The exclusion of transgender athletes by swimming’s world governing body is creating waves in Canada.
FINA adopted a “gender inclusion policy” on Sunday which went into effect on Monday.
Only swimmers who switch from men’s to women’s before the age of 12 are allowed to compete in women’s events.
FINA is also considering the creation of an open competition category.
FINA was the first major international sports federation to announce how it will address trans athletes in its sport following the International Olympic Committee‘s release of guidelines on equity, non-discrimination and inclusion last November. .

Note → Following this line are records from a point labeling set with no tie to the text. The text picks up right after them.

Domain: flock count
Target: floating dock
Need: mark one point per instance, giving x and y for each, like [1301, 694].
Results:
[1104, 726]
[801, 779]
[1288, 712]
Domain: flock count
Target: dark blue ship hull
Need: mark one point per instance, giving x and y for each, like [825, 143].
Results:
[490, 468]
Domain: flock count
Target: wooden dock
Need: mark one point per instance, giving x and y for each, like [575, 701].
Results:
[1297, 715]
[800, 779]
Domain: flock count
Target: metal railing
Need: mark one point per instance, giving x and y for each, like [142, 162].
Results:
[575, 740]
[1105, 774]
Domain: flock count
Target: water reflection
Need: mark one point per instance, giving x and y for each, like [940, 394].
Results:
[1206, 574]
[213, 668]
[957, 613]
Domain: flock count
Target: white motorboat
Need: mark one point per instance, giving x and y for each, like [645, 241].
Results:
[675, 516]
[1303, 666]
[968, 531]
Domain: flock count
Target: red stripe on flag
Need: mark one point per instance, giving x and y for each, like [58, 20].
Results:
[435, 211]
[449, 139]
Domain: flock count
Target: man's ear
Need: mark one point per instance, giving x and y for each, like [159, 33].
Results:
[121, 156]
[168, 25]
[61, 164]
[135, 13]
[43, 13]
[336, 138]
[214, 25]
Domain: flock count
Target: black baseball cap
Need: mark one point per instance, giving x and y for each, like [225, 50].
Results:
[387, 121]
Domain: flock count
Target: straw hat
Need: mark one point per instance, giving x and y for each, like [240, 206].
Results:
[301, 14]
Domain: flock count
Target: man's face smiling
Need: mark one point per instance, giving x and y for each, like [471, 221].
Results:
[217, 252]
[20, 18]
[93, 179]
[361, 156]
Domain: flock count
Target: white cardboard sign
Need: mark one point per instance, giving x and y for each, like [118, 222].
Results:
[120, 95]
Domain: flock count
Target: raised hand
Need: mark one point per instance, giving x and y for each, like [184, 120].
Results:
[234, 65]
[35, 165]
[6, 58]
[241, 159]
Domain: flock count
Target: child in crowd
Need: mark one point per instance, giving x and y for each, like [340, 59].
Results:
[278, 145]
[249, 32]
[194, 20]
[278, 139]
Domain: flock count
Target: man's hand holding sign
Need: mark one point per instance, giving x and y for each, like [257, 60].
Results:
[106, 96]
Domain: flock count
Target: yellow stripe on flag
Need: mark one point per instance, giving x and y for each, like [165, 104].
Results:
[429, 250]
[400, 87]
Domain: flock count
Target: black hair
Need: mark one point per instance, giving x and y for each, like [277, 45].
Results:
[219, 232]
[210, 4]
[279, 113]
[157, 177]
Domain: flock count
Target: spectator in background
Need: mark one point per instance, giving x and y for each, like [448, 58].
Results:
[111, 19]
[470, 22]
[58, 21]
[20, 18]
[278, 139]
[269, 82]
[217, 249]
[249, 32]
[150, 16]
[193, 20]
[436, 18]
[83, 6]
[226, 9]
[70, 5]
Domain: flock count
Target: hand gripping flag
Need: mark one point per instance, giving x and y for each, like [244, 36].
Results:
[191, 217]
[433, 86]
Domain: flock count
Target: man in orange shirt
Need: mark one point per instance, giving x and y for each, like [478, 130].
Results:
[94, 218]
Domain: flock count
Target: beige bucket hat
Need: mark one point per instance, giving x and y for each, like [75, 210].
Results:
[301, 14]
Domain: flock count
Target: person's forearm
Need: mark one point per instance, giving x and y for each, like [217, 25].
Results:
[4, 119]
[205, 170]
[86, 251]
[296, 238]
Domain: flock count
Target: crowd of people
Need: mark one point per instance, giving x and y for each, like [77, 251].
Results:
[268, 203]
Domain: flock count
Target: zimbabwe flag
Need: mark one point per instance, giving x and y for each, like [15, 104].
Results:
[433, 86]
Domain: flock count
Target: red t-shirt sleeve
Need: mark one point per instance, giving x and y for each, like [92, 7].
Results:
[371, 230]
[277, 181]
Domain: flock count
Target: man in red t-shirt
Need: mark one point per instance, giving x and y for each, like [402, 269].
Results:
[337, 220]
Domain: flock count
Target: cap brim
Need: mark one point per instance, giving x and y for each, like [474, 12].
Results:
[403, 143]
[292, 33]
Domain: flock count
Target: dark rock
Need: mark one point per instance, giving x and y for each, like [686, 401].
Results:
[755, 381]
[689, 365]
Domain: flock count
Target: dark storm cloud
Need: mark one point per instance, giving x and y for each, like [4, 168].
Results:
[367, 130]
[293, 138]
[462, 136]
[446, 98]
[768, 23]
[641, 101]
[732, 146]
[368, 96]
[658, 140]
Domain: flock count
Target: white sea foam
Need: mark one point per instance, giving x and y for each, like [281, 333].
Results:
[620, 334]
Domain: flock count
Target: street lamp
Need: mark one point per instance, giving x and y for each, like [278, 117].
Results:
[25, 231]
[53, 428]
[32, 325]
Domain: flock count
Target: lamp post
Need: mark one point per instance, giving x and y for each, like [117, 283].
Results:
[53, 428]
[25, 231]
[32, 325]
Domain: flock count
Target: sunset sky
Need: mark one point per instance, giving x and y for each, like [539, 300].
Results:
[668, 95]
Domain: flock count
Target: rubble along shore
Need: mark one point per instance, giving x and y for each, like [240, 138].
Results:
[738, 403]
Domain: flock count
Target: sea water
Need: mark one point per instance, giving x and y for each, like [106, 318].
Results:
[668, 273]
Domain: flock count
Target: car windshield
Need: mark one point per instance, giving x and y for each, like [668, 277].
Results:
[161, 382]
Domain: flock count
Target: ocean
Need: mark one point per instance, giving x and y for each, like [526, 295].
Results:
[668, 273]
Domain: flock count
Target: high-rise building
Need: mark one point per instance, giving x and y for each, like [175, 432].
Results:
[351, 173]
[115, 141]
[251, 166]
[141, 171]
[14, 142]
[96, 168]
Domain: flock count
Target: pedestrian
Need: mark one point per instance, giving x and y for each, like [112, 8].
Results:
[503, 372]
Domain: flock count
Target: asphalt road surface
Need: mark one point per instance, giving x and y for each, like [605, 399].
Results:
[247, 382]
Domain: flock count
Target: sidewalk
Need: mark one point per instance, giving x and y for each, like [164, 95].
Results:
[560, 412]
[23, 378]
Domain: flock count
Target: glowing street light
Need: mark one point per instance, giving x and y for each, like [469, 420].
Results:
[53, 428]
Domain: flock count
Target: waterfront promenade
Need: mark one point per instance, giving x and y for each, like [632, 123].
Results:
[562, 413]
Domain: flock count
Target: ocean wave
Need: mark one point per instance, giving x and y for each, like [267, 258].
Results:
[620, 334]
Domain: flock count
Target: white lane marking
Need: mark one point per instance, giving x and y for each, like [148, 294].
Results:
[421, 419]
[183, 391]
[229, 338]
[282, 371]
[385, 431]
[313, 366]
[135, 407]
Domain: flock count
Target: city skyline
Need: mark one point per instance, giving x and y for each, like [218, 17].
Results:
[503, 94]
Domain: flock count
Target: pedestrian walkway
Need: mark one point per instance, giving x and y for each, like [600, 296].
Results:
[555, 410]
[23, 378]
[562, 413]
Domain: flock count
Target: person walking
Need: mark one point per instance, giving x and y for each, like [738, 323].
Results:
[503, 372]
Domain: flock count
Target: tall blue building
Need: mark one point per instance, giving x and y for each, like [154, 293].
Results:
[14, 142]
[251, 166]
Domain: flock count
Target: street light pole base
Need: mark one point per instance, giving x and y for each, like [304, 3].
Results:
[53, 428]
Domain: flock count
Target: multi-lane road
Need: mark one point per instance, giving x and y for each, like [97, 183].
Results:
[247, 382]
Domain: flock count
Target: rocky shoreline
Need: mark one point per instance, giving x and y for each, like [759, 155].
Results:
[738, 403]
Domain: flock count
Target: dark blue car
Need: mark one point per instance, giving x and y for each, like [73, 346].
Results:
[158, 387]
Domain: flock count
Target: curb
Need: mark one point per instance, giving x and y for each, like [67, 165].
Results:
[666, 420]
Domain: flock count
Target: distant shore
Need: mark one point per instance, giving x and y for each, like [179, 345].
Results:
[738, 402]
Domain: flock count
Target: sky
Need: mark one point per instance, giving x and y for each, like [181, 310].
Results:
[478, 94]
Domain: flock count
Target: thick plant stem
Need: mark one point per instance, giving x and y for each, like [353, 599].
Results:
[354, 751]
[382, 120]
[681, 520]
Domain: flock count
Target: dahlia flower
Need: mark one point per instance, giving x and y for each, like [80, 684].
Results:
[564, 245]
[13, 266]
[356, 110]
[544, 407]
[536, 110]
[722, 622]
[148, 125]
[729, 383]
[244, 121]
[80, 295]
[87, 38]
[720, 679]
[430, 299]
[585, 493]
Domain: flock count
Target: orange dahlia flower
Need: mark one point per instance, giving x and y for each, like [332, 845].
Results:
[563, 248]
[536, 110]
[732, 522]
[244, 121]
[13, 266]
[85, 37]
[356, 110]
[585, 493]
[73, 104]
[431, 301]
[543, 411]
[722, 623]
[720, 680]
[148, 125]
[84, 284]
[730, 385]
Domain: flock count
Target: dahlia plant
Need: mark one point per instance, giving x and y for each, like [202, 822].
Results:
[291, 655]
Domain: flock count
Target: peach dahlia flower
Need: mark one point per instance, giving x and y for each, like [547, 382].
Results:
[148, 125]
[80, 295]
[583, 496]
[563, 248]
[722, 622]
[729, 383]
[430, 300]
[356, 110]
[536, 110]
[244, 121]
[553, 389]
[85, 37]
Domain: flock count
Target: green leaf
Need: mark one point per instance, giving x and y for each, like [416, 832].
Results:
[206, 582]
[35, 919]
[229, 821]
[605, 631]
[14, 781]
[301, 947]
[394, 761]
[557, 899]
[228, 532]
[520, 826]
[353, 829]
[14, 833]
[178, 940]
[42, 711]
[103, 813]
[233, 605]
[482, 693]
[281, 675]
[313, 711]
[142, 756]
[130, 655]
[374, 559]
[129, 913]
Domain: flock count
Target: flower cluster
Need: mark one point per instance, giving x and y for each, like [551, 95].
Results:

“This is the first IF to exclude trans people, male-to-female trans people, in such an explicit way,” Bruce Kidd, professor emeritus of sport and public policy at the University, told The Canadian Press on Monday. of Toronto.
Kidd, a long-distance runner for Canada at the 1964 Olympics, was part of a task force for the Canadian Center for Ethics in Sport when it compiled in 2016 a guide for sports organizations to create inclusive environments for trans participants.
“There are people against it,” Kidd said. “I’ve been in one or two public forums lately and there are definitely people on both sides.
“But at the national leadership level, there is not much disagreement with the position of the CCES which is self-recognition, self-identification, no requirement for hormonal or surgical medical intervention, and no requirement of disclosure.”
The CCES allows for a changing understanding of science from more data to potentially change that position, Kidd said.
“The empirical record is so limited,” he said. “Let’s err in the direction of inclusion and equity and not add to discrimination, marginalization.”
The attacks on trans women continue to be horrific. Controlling athletes’ bodies does not protect women’s sport. It excludes and targets marginalized women. https://t.co/hr4hMZ4XKQ
Impact on Canadian swimmers
Although Swimming Canada is not bound by FINA guidelines at the national level, Canadian swimmers are bound when competing internationally at a FINA sanctioned event.
Under current Swimming Canada rules, transgender swimmers who wish to swim for Canada in Olympic, Paralympic and World Championship events must have written proof from FINA that they are eligible to do so, in order to swim in national selection tests.
“Swimming Canada believes swimming is for everyone,” chief executive Ahmed El-Awadi said in a statement Monday. “We are pleased that FINA has taken these steps to bring clarity to matters such as this.
“We look forward to reviewing the policy in more detail and working with FINA and other key partners to align our policies in Canada.”
Last month, Sport Canada ended financial support for a commissioned survey on inclusion when more than 200 members of the university and sport communities said in a letter that the language of the survey was discriminatory towards transgender athletes.
The intent of the survey was to investigate the views of top female athletes on the inclusion of trans athletes in their sports.
Problems in the United States, position of FINA
The United States has become a battleground for the issue, with some states passing legislation to ban trans women and girls from playing women’s sports.
While the IOC released guidelines and principles on inclusion last November, it ultimately leaves it up to each sport’s governing body to draft eligibility criteria and determine whether an athlete has an advantage. disproportionate.
Among the IOC’s principles were the rejection of the general assumption that male sex confers an athletic advantage in all sports and the discouragement of reliance on testosterone levels as the primary basis for female competition eligibility.
FINA has stated that gender-affirming male-to-female transition procedures may ameliorate some, but not all, of the effects of testosterone on body structure and muscle function “but there will be lingering inherited effects that will give transgender athletes male-female (transgender females) a relative performance advantage over biological females.
“A biological female athlete cannot overcome this advantage through training or nutrition,” FINA said in the 24-page document that served as the basis for its decision.
Further review of the FINA document and more commentary over time was needed on such an important issue in the sport, Kidd said.
“There is a process, there are standards of proof, there is independent assessment, there is consultation,” he said. “If they had gone through that process and taken a year, I think people like me, I think the world would feel a lot more confident about it.
“If they had released this in draft form – and the CCES has always left the door open for further evidence – you have people around the world, scientists, athletes, ethicists, etc., and the people came to a consensus that way, so you’ve got some confidence in that, but not in that.”